This week, Bullish went public in an upsized IPO, selling 30 million shares at $37 per share, raising $1.1 billion and implying a $5.4 billion market cap. On day one, the shares opened at $90 and closed at $75, about 2x the IPO price, similar to Circle’s first day of trading. After the first week, Bullish’s market cap is about $10.2 billion.
While Bullish is an exchange, broadly comparable to peers such as OSL Group and Coinbase, it is also more than that. As many of you know, it was founded and capitalized by Block.one, which provided nearly $10 billion in assets: $100 million in cash, 164,000 BTC, and 20 million EOS tokens. The company now has roughly $3.3 billion in cash after raising about $1.0 billion in its IPO, alongside a growing operating business.

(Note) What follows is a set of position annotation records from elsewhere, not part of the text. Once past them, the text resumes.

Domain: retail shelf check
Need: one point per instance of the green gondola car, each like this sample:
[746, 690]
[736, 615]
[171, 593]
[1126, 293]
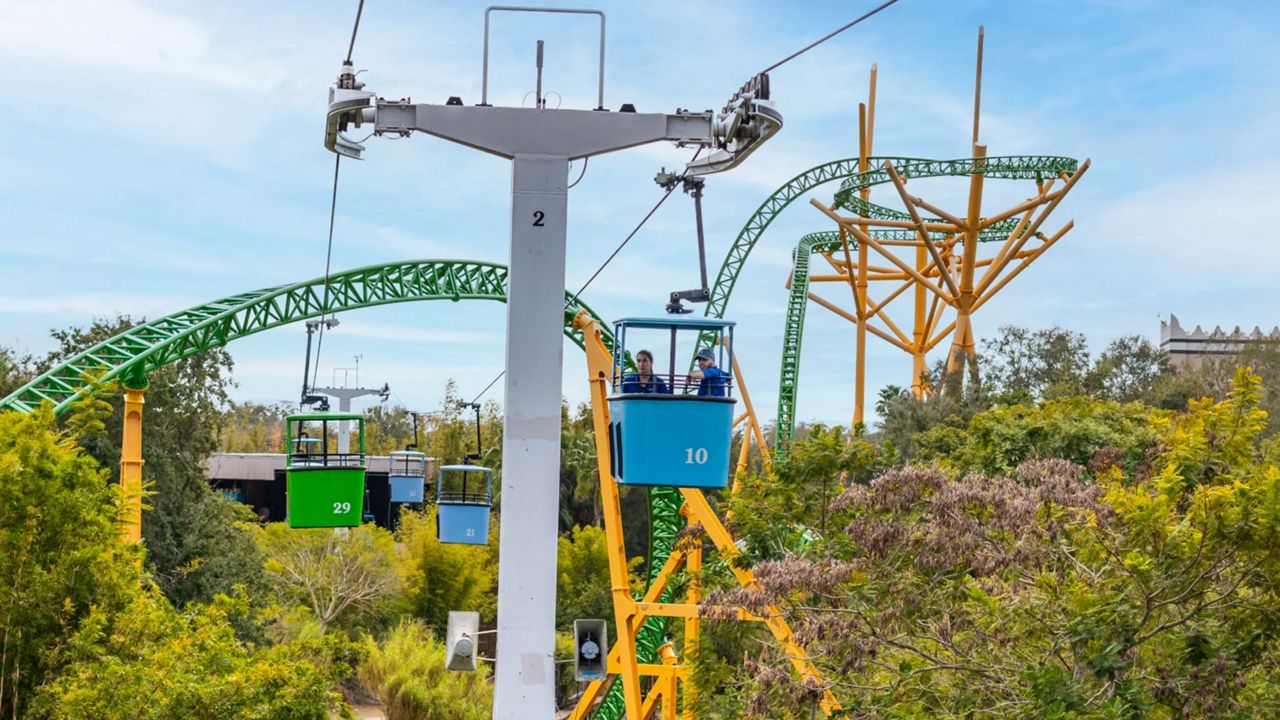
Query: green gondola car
[325, 474]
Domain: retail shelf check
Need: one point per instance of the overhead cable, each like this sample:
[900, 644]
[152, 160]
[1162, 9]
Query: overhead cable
[609, 259]
[826, 37]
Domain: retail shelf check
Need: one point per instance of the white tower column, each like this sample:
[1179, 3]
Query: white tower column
[525, 671]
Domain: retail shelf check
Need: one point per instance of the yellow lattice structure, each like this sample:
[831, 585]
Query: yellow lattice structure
[630, 614]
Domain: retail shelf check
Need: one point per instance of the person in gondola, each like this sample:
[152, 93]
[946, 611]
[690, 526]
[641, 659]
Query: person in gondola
[643, 381]
[712, 381]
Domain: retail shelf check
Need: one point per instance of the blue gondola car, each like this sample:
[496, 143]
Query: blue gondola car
[407, 475]
[462, 497]
[677, 429]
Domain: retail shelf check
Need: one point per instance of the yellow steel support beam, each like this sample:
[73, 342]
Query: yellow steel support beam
[631, 614]
[131, 466]
[946, 272]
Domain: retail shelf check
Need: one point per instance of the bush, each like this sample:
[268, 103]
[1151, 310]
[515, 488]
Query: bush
[152, 661]
[406, 673]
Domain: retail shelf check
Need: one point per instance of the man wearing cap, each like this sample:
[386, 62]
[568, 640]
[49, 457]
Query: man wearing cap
[712, 379]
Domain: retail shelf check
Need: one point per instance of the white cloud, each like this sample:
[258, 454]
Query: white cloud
[408, 333]
[95, 304]
[124, 39]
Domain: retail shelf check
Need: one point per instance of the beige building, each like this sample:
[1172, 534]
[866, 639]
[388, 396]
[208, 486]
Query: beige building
[1192, 349]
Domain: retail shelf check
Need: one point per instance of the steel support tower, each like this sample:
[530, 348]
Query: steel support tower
[540, 142]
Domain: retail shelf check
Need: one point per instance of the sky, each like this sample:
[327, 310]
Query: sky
[161, 155]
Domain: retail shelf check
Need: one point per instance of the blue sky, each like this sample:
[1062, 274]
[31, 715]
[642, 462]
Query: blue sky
[159, 155]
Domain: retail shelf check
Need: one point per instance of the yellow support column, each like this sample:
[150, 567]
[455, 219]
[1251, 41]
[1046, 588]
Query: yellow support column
[131, 460]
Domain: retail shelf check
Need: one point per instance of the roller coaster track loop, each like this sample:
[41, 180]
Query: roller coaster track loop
[181, 335]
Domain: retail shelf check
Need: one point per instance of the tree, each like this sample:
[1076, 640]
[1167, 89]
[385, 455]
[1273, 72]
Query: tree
[333, 573]
[1047, 592]
[195, 540]
[440, 577]
[787, 511]
[59, 551]
[583, 586]
[1033, 364]
[1128, 370]
[1075, 428]
[14, 370]
[251, 427]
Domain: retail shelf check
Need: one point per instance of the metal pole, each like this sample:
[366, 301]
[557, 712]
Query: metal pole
[698, 213]
[131, 466]
[484, 71]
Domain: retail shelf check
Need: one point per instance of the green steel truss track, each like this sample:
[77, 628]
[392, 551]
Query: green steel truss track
[159, 342]
[173, 337]
[1037, 168]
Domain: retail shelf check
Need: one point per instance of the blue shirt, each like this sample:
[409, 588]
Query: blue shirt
[713, 383]
[631, 383]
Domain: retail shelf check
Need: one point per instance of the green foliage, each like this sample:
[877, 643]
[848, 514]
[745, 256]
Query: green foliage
[88, 415]
[196, 543]
[14, 370]
[583, 577]
[406, 673]
[785, 513]
[150, 661]
[338, 574]
[1075, 428]
[440, 577]
[250, 427]
[59, 551]
[1045, 591]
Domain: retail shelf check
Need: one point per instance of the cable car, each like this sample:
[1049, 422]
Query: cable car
[672, 429]
[407, 475]
[462, 499]
[324, 490]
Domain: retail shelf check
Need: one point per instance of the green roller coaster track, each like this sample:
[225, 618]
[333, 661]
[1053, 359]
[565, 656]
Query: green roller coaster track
[173, 337]
[138, 350]
[1027, 167]
[151, 345]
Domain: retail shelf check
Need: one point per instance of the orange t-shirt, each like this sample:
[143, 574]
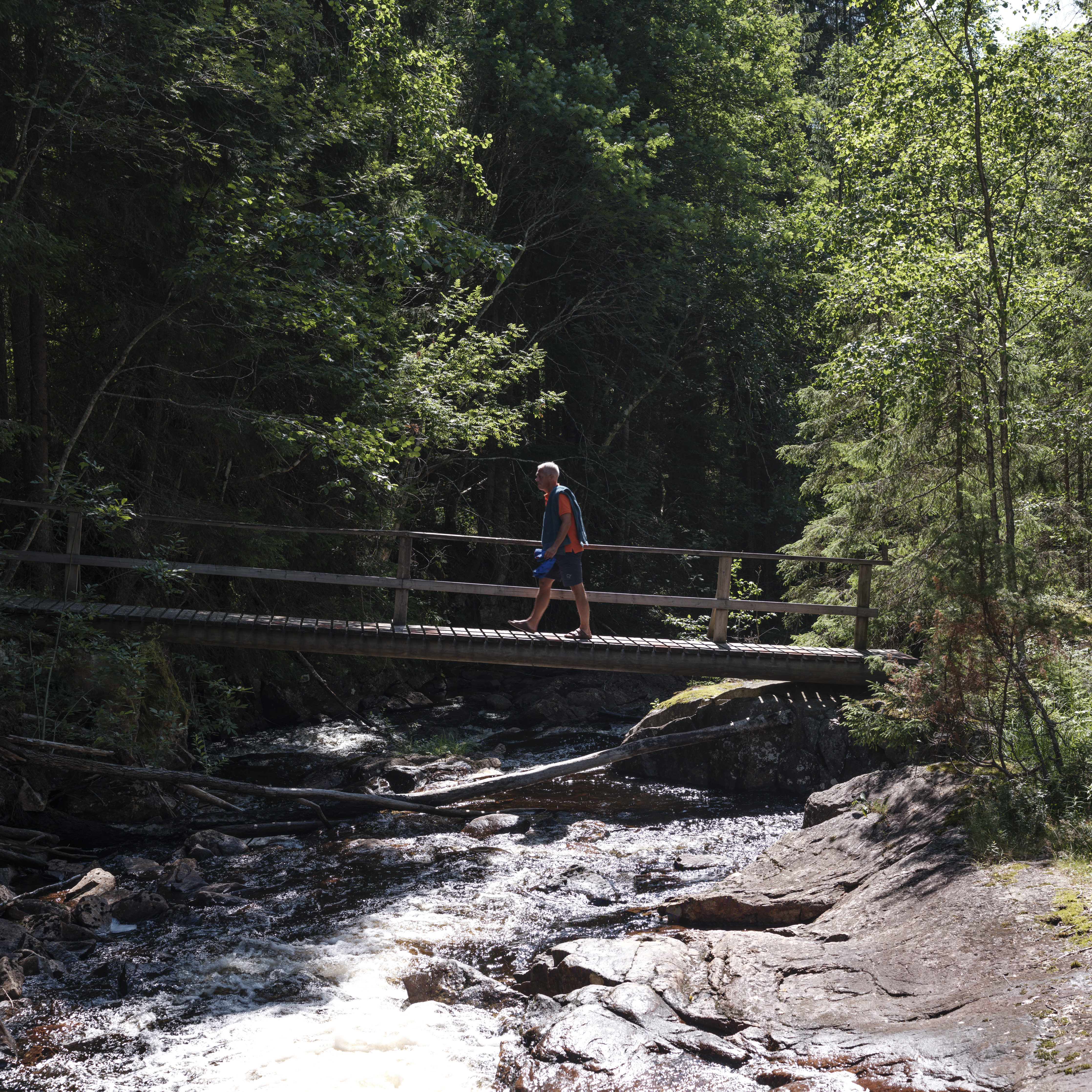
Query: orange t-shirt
[564, 508]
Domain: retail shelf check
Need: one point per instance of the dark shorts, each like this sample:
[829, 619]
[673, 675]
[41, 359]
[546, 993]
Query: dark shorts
[568, 568]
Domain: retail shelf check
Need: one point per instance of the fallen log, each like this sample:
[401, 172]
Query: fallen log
[266, 829]
[69, 748]
[22, 835]
[505, 783]
[208, 798]
[364, 802]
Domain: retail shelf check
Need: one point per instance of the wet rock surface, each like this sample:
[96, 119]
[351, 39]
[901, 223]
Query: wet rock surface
[607, 934]
[898, 969]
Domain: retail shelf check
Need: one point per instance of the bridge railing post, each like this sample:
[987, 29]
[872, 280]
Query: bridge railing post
[719, 620]
[402, 595]
[864, 598]
[73, 547]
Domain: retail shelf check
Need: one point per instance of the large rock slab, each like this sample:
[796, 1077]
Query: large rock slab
[915, 973]
[808, 873]
[800, 743]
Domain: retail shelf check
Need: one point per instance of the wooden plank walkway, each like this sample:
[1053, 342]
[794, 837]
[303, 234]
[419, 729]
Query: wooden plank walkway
[658, 656]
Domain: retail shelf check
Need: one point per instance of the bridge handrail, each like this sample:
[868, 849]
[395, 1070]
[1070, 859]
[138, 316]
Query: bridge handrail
[403, 582]
[444, 536]
[417, 585]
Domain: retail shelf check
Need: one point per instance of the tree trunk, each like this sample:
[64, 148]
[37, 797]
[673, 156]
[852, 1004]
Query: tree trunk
[40, 401]
[21, 357]
[7, 409]
[991, 457]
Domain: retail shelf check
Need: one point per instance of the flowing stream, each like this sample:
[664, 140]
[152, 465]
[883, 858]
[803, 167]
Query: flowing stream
[300, 987]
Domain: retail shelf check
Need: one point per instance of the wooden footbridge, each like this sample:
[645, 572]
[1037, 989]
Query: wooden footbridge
[714, 657]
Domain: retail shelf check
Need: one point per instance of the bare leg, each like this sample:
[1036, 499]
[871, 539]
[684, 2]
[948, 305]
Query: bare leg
[542, 602]
[584, 609]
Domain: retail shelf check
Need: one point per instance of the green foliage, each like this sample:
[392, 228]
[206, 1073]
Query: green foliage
[67, 681]
[741, 623]
[944, 425]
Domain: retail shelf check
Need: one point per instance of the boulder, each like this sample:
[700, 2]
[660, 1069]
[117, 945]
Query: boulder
[94, 882]
[141, 869]
[599, 1040]
[49, 929]
[219, 895]
[455, 983]
[29, 908]
[182, 877]
[141, 907]
[811, 871]
[695, 862]
[499, 823]
[402, 779]
[11, 978]
[221, 846]
[15, 937]
[575, 964]
[93, 912]
[596, 888]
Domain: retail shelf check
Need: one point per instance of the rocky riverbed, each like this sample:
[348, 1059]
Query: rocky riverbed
[605, 933]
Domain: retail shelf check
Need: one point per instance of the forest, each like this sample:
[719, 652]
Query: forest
[759, 276]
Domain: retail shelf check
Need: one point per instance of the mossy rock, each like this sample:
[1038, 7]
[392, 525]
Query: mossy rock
[690, 702]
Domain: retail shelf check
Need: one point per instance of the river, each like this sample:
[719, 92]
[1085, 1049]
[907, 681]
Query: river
[299, 987]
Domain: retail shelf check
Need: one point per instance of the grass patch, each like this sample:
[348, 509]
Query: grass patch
[1070, 915]
[444, 744]
[1014, 822]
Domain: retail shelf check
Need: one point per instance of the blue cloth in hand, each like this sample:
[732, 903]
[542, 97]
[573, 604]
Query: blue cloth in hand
[543, 570]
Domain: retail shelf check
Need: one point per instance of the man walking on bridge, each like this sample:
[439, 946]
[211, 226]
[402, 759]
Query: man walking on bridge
[563, 530]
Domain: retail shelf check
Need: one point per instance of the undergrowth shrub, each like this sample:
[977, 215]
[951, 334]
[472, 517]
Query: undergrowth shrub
[1004, 694]
[64, 680]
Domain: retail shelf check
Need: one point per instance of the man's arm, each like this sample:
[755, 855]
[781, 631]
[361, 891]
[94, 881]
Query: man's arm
[566, 524]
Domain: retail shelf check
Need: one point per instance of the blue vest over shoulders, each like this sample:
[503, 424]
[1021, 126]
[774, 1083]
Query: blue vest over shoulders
[552, 521]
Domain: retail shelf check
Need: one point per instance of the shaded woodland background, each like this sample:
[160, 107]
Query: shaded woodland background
[735, 266]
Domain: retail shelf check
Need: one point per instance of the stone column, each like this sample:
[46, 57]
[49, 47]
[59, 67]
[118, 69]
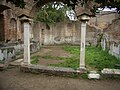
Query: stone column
[26, 43]
[82, 49]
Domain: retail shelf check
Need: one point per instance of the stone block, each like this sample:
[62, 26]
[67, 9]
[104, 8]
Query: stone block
[93, 75]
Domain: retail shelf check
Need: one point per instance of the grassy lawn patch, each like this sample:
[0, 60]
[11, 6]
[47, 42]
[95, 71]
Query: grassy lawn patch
[95, 58]
[35, 59]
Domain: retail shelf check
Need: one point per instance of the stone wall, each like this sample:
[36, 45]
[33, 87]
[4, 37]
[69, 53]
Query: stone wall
[111, 38]
[103, 19]
[62, 33]
[10, 51]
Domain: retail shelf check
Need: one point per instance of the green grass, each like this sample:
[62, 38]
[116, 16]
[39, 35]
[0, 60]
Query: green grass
[53, 57]
[35, 59]
[95, 58]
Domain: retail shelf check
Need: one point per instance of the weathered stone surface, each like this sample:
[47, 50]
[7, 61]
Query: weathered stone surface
[111, 72]
[49, 70]
[93, 75]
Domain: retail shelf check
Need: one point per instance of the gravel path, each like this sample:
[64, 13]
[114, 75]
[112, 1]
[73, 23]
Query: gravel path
[13, 79]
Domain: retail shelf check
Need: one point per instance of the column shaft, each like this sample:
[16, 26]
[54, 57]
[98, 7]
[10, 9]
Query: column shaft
[82, 49]
[26, 43]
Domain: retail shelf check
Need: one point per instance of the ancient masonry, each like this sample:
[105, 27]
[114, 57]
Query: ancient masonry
[11, 28]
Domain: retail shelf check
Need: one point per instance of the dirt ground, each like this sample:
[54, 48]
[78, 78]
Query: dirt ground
[54, 51]
[13, 79]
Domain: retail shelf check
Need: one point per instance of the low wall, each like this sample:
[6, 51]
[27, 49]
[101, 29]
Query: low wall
[10, 52]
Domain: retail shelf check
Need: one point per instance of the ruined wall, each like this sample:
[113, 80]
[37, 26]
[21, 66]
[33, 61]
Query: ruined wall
[62, 33]
[111, 38]
[103, 19]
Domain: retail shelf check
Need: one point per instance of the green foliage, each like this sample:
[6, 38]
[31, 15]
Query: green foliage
[52, 13]
[95, 58]
[100, 59]
[72, 3]
[53, 57]
[35, 59]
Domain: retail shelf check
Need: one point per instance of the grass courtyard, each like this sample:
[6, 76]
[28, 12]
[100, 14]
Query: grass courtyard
[96, 58]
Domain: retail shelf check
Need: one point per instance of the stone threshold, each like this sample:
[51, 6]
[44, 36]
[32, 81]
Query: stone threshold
[106, 72]
[49, 70]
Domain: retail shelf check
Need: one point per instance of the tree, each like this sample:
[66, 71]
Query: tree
[102, 3]
[52, 13]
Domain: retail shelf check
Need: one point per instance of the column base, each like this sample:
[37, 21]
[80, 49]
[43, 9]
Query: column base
[25, 63]
[82, 70]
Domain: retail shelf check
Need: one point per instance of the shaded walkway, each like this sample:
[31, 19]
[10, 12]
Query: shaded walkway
[12, 79]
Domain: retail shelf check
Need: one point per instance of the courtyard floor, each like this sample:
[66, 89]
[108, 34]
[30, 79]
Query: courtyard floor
[13, 79]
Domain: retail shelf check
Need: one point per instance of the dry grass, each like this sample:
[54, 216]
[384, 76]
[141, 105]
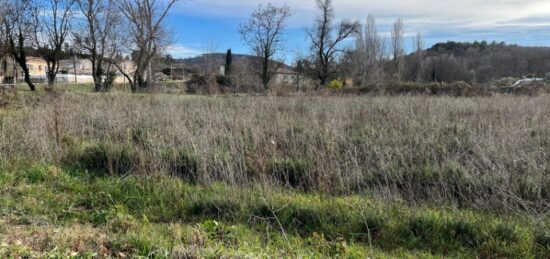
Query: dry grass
[485, 152]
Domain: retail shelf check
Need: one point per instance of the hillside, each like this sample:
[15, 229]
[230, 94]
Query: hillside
[481, 62]
[215, 60]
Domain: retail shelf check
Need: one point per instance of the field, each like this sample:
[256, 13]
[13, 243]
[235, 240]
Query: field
[155, 175]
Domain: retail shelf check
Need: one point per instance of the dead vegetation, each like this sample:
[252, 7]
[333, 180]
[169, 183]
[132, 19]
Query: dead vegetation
[483, 152]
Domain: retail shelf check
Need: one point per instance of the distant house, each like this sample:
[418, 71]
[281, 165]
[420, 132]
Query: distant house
[287, 76]
[10, 70]
[527, 81]
[76, 66]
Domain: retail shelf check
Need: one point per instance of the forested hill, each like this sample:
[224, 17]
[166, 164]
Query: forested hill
[483, 62]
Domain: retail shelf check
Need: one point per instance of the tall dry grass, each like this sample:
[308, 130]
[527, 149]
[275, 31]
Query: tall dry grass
[487, 152]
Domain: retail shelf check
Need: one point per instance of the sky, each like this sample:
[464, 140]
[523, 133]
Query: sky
[202, 26]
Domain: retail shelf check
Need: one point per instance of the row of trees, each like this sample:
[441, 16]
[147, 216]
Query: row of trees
[370, 59]
[101, 30]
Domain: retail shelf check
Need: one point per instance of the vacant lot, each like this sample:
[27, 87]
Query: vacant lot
[164, 175]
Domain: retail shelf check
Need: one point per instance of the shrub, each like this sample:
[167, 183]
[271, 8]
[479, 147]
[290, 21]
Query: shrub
[109, 81]
[335, 84]
[213, 208]
[183, 163]
[225, 81]
[291, 172]
[106, 158]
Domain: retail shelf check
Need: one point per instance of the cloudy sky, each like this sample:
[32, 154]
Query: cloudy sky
[206, 25]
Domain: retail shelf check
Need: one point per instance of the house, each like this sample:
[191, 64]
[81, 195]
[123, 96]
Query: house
[76, 66]
[528, 81]
[10, 70]
[287, 76]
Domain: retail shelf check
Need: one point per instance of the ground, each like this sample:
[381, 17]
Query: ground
[88, 175]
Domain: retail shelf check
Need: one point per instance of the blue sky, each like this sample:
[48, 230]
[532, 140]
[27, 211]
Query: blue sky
[204, 25]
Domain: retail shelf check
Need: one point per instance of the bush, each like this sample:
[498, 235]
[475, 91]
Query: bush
[109, 81]
[225, 81]
[183, 163]
[106, 159]
[335, 84]
[291, 172]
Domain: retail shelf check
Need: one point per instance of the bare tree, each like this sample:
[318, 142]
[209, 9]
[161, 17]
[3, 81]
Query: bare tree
[148, 35]
[18, 26]
[418, 43]
[100, 36]
[263, 33]
[324, 45]
[397, 48]
[210, 48]
[369, 53]
[52, 34]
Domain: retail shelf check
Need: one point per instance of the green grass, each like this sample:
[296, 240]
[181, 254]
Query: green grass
[160, 216]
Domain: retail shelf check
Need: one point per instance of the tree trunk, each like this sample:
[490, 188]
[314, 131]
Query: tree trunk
[28, 79]
[26, 74]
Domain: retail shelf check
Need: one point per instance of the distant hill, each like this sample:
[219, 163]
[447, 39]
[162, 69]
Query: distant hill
[213, 61]
[483, 62]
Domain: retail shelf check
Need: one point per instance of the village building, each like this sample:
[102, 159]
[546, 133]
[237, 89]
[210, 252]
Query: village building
[11, 72]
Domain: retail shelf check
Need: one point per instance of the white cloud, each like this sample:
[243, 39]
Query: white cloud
[181, 51]
[419, 14]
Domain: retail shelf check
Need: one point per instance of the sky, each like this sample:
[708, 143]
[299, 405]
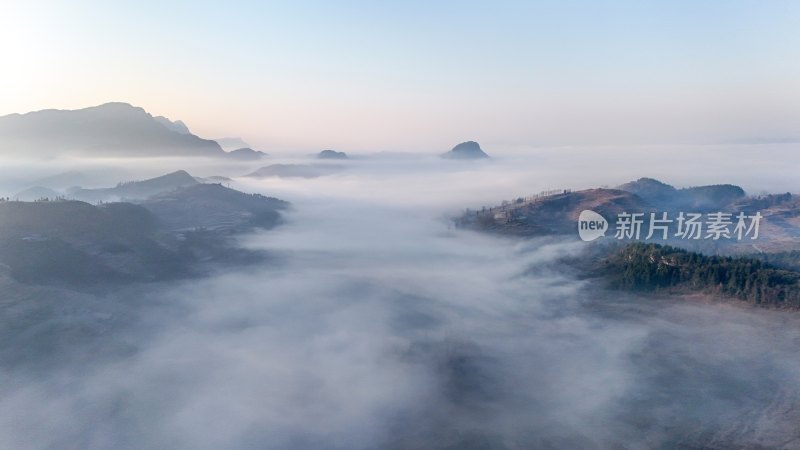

Bullish is one of the few companies combining trading and news. It acquired CoinDesk in November 2023 for $72.5 million, and the platform has become central to its story. Over the last twelve months (LTM), the exchange handled $647.4 billion of volume and generated $150 million in net spread revenue; the media business produced $72 million, or about 32% of total revenue. After its first week of trading, Bullish trades at an enterprise-value-to-LTM-revenue multiple of 48.0x, higher than peers. That premium is consistent with recent IPO dynamics, similar to Figma, which traded up to a 68.6x revenue multiple.
Bullish now needs to earn that valuation. While it has a real business today, it remains subscale relative to its market value. The exchange space is highly competitive, but with a large balance sheet for M&A and a differentiated media position, Bullish could become a unique asset. It continues to use cash, about $30 million net cash used in operating activities in 2024, so there is work ahead for CEO Tom Farley. Still, it’s encouraging to see another marquee crypto company enter the public markets in a disciplined way.